Underwriters stress Section 5 of F.R. Civ.P. 60(b) which says:

“On motion and upon such terms as are just, the court may relieve a party or his legal representative from a final judgment, order, or proceeding for the following reasons: * * * (5) [T]he judgment has been satisfied, released, or discharged, or a prior judgment upon which it is based has been reversed or otherwise vacated, or it is no longer equitable that the judgment should have prospective application.”

Section 6 however of the same rule provides :

“[or] any other reason justifying relief from the operation of the judgment.”

In the case of In re Casco Chemical Company, 335 F.2d 645 (5th Ct.App. 1964) Judge Brown, discussing Rule 60(b) said:

“Of course a Rule 60(b) proceeding by motion or independent action calls for a delicate adjustment between the desirability of finality and the prevention of injustice.”

Also consider footnote #18 of that case:

“In the process of this exploration it should be kept in mind that Rule 60(b) *570is to be given liberal construction. United States v. Gould, 5th Cir., 1962, 301 F.2d 353. Michigan Surety Company v. Service Machinery Corp., 277 F.2d 531 (5th Cir., 1960); Serio v. Badger Mut. Ins. Co., 266 F.2d 418 (5th Cir., 1959) cert. denied, 361 U.S. 382, 80 S.Ct. 81, 4 L.Ed.2d 73; 3 Barron & Holtzoff § 1332(n) 9 (Wright Supp. 1963).”

Thus this Court may grant relief to King Brothers Construction Company, Inc. from the September 2, 1966 judgment' and the question now is whether they are entitled to relief and if so to what extent.

While the question of the power of this Court to grant the motion is one of law, the grant or denial of the motion is addressed to the sound discretion of the Court guided by accepted legal principles applied in light of all the circumstances. Moore Fed. Practice, Sec. 60.27(1).

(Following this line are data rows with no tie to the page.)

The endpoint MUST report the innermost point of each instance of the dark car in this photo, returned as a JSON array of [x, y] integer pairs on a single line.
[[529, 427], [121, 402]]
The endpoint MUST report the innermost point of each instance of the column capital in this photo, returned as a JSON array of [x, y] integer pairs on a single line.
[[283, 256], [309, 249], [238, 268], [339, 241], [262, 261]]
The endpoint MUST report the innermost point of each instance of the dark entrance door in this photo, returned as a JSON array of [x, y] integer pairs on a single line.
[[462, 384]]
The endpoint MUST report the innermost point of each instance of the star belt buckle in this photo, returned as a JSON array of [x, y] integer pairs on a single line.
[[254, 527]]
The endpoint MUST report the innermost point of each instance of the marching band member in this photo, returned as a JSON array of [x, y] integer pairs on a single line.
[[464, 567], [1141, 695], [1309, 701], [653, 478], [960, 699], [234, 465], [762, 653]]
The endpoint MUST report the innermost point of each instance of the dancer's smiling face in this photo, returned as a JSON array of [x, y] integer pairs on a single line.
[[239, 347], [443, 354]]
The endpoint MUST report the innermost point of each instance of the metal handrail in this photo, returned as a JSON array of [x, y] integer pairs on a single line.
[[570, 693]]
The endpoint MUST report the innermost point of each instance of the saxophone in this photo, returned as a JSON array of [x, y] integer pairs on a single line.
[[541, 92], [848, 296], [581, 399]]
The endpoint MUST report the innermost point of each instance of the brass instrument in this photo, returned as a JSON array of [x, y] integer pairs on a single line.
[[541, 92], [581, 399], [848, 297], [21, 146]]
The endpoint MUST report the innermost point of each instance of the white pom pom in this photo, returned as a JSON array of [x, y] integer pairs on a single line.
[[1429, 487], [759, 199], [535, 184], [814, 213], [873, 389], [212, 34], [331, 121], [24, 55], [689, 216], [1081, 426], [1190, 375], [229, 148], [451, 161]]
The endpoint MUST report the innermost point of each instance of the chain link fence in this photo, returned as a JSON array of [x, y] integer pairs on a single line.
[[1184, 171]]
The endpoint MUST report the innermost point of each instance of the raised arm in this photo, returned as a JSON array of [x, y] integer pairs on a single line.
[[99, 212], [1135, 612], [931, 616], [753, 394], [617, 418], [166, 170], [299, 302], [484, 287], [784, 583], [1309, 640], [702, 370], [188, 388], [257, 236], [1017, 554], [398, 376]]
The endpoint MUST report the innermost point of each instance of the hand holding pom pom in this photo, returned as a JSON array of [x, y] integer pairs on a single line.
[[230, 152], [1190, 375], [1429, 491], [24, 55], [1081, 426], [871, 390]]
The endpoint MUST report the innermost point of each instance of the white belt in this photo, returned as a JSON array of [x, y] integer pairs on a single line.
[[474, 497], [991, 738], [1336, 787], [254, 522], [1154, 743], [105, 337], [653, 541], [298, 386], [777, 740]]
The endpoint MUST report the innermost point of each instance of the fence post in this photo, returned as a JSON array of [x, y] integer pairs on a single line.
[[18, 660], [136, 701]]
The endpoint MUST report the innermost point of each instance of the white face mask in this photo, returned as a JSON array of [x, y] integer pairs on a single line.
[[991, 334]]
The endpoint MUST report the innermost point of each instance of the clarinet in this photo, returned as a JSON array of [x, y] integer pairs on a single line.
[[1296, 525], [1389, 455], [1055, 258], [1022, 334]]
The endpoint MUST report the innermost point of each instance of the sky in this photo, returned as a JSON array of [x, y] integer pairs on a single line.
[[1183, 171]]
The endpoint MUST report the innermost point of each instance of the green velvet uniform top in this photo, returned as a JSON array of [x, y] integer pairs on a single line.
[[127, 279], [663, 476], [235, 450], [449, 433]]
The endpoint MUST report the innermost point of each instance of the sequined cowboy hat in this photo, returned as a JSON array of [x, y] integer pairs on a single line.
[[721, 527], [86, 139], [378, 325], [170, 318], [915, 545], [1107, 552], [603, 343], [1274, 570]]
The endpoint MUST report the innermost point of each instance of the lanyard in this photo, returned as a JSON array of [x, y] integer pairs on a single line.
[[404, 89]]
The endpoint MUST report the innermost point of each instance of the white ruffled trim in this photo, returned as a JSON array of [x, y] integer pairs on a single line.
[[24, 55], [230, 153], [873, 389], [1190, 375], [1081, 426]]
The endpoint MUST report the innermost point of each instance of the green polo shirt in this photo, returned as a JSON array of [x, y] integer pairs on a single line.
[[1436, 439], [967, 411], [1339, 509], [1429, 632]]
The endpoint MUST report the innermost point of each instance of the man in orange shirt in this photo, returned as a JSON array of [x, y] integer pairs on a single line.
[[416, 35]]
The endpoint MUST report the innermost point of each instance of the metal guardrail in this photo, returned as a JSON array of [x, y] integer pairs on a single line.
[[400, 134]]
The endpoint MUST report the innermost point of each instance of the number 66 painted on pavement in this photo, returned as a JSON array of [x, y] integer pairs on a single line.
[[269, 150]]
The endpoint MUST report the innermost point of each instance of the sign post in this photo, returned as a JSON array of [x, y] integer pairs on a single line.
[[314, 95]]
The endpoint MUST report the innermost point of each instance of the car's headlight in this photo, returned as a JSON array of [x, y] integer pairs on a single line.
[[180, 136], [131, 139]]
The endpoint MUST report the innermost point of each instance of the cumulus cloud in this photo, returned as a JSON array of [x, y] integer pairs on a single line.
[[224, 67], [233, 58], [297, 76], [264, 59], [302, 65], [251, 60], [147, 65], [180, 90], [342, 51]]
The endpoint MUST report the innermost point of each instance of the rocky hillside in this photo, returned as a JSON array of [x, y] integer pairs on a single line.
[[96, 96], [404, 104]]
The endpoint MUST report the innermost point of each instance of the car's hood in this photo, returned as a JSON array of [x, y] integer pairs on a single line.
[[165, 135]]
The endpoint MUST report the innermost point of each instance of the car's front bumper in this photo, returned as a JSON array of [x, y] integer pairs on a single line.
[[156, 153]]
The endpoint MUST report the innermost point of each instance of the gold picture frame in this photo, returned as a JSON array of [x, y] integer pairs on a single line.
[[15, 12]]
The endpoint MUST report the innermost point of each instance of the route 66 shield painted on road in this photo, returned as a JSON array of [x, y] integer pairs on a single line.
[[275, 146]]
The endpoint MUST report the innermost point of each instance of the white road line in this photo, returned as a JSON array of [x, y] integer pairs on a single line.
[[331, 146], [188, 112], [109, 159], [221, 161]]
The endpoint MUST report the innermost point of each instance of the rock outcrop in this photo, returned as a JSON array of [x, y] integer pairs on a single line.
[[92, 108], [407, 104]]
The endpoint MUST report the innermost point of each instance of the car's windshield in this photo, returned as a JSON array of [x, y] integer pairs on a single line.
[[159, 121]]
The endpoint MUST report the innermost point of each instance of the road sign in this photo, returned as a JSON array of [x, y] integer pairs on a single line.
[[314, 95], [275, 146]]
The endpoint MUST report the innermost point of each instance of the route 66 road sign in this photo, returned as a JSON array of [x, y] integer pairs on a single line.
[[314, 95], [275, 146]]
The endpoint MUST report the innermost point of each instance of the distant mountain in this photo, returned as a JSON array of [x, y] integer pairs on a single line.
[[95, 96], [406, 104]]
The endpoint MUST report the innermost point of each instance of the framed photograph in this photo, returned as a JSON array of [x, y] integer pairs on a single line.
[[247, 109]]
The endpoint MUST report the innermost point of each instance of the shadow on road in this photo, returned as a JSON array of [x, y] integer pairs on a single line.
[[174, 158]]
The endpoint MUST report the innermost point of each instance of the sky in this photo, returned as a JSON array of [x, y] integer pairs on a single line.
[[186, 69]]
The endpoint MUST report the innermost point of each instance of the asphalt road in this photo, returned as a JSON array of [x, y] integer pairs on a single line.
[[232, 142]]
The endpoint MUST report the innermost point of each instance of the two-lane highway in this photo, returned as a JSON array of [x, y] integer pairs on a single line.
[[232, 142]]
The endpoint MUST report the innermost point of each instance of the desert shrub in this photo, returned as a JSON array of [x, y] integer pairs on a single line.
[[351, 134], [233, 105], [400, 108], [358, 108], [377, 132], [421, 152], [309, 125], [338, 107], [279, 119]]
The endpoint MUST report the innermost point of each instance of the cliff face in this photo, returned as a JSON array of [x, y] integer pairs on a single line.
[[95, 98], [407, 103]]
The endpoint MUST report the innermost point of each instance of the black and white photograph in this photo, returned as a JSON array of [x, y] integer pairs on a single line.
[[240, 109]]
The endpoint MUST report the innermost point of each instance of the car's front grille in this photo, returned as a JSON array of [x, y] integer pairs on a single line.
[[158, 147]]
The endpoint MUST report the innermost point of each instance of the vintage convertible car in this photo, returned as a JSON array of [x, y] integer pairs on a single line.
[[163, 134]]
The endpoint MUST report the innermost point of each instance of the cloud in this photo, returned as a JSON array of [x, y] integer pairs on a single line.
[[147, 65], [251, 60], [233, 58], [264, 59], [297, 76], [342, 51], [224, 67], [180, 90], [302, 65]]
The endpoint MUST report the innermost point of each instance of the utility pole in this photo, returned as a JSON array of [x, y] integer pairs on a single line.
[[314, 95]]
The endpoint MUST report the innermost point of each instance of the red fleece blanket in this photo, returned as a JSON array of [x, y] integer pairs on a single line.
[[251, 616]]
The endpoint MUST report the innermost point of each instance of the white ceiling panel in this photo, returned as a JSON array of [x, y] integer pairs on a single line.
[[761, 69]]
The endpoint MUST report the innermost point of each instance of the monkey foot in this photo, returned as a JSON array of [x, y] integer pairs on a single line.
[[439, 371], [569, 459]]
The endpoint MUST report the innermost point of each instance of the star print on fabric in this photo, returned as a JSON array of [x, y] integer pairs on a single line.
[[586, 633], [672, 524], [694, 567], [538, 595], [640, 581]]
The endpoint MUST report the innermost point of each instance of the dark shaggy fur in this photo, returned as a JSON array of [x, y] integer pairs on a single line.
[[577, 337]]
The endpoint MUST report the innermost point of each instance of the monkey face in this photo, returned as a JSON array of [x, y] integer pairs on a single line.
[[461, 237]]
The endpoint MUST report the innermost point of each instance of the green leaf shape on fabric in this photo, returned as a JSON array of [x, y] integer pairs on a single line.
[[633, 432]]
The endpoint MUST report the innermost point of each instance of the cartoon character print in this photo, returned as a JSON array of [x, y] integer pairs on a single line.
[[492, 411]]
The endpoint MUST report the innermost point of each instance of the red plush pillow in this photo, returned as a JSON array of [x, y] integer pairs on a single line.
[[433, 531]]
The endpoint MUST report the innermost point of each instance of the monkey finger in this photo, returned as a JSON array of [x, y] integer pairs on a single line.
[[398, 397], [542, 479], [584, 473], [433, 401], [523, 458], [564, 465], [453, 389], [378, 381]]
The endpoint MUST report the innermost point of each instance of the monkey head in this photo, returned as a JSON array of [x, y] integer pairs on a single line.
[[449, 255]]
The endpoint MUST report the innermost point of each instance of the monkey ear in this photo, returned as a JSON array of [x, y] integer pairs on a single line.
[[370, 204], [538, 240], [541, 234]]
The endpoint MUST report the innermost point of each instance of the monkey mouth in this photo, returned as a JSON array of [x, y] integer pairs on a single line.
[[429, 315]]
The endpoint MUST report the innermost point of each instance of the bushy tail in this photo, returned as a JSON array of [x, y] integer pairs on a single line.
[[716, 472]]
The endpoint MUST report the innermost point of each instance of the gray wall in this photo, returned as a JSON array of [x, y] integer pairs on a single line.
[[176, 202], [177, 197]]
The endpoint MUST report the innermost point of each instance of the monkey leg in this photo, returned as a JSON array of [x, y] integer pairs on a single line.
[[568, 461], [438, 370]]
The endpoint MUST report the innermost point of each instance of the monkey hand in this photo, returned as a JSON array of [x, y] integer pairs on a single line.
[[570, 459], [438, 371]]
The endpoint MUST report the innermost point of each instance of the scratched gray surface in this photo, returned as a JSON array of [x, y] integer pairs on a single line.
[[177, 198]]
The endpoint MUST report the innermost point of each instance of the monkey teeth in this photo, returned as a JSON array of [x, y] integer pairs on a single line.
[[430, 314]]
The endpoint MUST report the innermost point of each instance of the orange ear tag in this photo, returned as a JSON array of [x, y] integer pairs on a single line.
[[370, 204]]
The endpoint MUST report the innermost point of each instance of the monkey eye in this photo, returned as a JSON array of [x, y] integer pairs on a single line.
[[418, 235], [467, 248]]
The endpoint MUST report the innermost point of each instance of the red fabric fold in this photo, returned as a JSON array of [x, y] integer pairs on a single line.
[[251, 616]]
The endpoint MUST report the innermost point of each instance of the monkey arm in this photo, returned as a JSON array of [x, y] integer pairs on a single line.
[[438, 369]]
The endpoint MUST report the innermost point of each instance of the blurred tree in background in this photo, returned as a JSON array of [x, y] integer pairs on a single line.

I do not find that the mover has established that Richard A. King was not in the employ of King Brothers Construction Company, Inc. prior to July 12, 1965. The auditor’s report submitted and the auditor’s testimony based on his report are not in themselves determinative of that fact.

I do however find that Richard A. King has not been employed by King Brothers Construction Company, Inc. since July 12, 1965, the date Roy Gottlieb was duly appointed as liquidator. Thus the requisite garnishee-principal debtor relationship having terminated on July 12, 1965, the liability of King Brothers Construction Company in Liquidation as garnishee was likewise interrupted on that date. Julius Aaron and Son v. Berry, supra.

Therefore, the supplemental judgment of September 2, 1966 in favor of American Employers Insurance Company et al and against King Brothers Construction Company, Inc. in the amount of $7,812.88 with interest at the rate of 5% will be modified and amended by reducing the amount of said judgment to the sum of $2,396.32, with interest at the rate of 5% from September 2, 1966 until paid.

All other provisions of the September 2, 1966 supplemental judgment and order are to remain in full force and effect.

Judgment will be entered accordingly.

. This accrued amount, $7,886.40 included payments which had accrued with regard to the Sirloin Room, Inc. which was also made a garnishee in the September 30, 1964 judgment but who are not before the court in the instant motion.